# Function: csv_columnNames_to_rows

This function takes a folder of csv files and transforms the columns to a new data frame to compare the column names from file to file.  

The point of this function is to allow easier adjustment of column names for merging of csv files that are similar in data, but have semantic differences from file-to-file (such as year to year).   

### Directions:
 Ensure the folder path is the same as your notebook    
 Pass in the folder name as the function argument  
 The function requires the libraries: *pandas* and *os*  

In [1]:
# Import libraries
import pandas as pd
import os

# Specify folder name
dirname = 'COBRA-Data' # This is the example folder I used

In [2]:
# Step 1) import the csv files
def import_csv_lst(dirname):
    
    print('Importing:', os.listdir(dirname), '\n...')
    files = os.listdir(dirname)
    dfs = []
    x = 0
    
    while x < len(files):
        assert files[x].endswith('.csv'), 'Error: all files must be csv'
        file = ('COBRA-Data/' + files[x])
        print('loading:', file)
        df = pd.read_csv(file, low_memory=False)
        x+=1
        dfs.append(df)

    if len(dfs) == len(files):
        print('... \nSuccess')
    else:
        print('... \nerror')
    
    return (dfs, files)



# Step 2) Create a dictionary of {(file_name: column.names)} by passing in the output of step 1 
def csv_and_cols_to_dict(output):
    d = {}
    c = 0
    ls = []
    files = output[1]
    
    for i in output[0]:
        for e in i.columns:
            ls.append(e) 
        d[files[c]] = ls
        c+=1
        ls = []
    return d



# Step 3) Returns max length of a value (column.names) for any key (file_name) in dictionary
def max_dict_len(d):
    max_len = 0
    for k in d:
        if len(d[k]) > max_len:
            max_len = len(d[k])
    return max_len




# Step 4) Adjusts lengths of values (column.names) to allow for data frame creation
def len_adjust(d):
    max_len = max_dict_len(d) #retrieves max len
    for i in d:
        if len(d[i]) < max_len:
            dif = max_len - len(d[i])
            ls = []
            for t in range(dif):
                d[i].append('XXX')
    return d



# Step 5) Convert columns of each dataframe from a list of dataframes into a table (rows=column.names, columns=file_name)
def dfNameToCol_dfColToRow(csv_colunmNames_to_rows):
    return len_adjust(csv_and_cols_to_dict(csv_colunmNames_to_rows)) # returns adjusted dictionary 



# Step 6) Converts a dictionary to a data frame
def dfsLst_to_rowsOfColumns(csv_colunmNames_to_rows):
    return pd.DataFrame.from_dict(dfNameToCol_dfColToRow(csv_colunmNames_to_rows))
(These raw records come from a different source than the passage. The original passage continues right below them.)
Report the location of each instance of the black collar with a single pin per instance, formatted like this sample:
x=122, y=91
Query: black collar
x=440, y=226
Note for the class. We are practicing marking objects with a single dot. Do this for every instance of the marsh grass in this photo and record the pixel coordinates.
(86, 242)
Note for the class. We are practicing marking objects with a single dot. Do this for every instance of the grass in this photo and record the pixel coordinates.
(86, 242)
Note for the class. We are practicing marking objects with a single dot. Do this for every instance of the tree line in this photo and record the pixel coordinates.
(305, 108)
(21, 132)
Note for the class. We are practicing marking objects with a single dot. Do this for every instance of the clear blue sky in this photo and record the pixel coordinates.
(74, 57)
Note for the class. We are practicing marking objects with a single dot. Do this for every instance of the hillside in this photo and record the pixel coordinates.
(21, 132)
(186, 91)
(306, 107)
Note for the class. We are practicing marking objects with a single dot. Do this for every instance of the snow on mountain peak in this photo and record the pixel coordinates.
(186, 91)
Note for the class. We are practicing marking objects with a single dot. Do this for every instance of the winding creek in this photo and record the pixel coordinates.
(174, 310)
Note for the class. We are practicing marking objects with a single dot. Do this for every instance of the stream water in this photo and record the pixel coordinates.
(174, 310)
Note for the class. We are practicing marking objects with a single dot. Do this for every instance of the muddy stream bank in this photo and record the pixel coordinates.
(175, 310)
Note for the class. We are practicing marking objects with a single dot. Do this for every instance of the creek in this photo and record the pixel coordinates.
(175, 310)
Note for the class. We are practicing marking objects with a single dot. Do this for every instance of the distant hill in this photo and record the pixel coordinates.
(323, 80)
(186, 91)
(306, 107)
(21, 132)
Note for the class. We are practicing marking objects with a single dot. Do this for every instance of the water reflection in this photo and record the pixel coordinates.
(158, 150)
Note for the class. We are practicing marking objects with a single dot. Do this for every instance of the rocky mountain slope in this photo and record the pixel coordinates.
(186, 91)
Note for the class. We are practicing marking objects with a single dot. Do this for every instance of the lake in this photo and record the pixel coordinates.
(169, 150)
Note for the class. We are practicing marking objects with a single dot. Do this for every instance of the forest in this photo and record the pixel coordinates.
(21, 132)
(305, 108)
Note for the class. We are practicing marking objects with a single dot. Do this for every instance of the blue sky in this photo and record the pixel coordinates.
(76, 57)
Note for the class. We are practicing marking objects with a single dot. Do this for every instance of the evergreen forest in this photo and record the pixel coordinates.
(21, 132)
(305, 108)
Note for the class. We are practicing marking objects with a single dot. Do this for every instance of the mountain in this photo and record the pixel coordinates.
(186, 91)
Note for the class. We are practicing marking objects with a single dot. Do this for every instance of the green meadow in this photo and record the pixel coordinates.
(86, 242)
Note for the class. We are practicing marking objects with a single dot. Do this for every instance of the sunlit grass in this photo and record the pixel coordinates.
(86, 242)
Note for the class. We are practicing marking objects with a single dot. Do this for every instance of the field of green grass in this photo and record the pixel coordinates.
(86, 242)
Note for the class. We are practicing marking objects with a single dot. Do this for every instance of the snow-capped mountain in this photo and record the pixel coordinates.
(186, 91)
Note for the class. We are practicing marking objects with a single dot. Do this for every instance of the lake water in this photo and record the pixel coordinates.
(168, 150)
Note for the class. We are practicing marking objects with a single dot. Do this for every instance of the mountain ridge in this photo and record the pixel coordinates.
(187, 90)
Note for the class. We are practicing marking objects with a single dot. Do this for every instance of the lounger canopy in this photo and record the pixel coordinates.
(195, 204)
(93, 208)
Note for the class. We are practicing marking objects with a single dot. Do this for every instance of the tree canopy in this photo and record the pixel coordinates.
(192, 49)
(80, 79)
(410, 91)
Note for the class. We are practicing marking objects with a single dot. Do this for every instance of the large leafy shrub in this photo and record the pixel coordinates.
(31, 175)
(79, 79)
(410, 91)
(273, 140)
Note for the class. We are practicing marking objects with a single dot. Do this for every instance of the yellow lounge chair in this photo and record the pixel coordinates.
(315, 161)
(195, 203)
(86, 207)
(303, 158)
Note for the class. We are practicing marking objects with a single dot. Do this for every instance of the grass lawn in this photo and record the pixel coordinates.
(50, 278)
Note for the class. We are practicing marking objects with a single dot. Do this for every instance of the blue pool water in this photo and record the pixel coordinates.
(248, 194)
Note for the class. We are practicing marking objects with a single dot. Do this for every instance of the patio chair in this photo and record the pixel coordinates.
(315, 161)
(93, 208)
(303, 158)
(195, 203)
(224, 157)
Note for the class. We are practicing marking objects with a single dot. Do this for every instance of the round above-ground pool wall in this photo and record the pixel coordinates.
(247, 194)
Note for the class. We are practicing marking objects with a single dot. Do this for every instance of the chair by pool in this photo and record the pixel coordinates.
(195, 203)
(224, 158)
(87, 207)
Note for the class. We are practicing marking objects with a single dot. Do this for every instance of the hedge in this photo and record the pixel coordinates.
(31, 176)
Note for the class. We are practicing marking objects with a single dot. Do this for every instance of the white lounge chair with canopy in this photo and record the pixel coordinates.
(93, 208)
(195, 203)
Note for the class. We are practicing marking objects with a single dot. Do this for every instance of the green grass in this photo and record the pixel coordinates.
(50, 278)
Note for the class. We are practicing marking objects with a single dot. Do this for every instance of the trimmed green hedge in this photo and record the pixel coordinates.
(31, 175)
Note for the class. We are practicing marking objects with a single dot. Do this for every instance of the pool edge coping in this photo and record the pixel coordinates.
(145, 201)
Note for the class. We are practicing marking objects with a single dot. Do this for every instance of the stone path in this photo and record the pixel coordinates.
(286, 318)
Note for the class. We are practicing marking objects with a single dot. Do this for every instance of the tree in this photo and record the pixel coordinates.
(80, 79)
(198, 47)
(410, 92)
# Step 7) Tie it all together
def csv_colunmNames_to_rows(dirname):    
    return dfsLst_to_rowsOfColumns(import_csv_lst(dirname))

# Testing function 
The test data is from the Atlanta Police Department's crime statistics.  I used the five files in the raw crime data download section.  
https://www.atlantapd.org/i-want-to/crime-data-downloads  


In [4]:
csv_colunmNames_to_rows(dirname)

Importing: ['COBRA-2009-2019.csv', 'COBRA-2020(NEW RMS 9-30 12-31).csv', 'COBRA-2020-OldRMS-09292020.csv', 'COBRA-2021.csv', 'COBRA-2022.csv'] 
...
loading: COBRA-Data/COBRA-2009-2019.csv
loading: COBRA-Data/COBRA-2020(NEW RMS 9-30 12-31).csv
loading: COBRA-Data/COBRA-2020-OldRMS-09292020.csv
loading: COBRA-Data/COBRA-2021.csv
loading: COBRA-Data/COBRA-2022.csv
... 
Success


Unnamed: 0,COBRA-2009-2019.csv,COBRA-2020(NEW RMS 9-30 12-31).csv,COBRA-2020-OldRMS-09292020.csv,COBRA-2021.csv,COBRA-2022.csv
0,Report Number,offense_id,offense_id,offense_id,offense_id
1,Report Date,rpt_date,rpt_date,rpt_date,rpt_date
2,Occur Date,occur_date,occur_date,occur_date,occur_date
3,Occur Time,occur_time,occur_time,occur_day,occur_day
4,Possible Date,poss_date,poss_date,occur_day_num,occur_day_num
5,Possible Time,poss_time,poss_time,occur_time,occur_time
6,Beat,beat,beat,poss_date,poss_date
7,Apartment Office Prefix,apt_office_prefix,apartment_office_prefix,poss_time,poss_time
8,Apartment Number,apt_office_num,apartment_number,beat,beat
9,Location,location,location,zone,zone


# Now it is easier to compare column names and make adjustments before exploring the data further!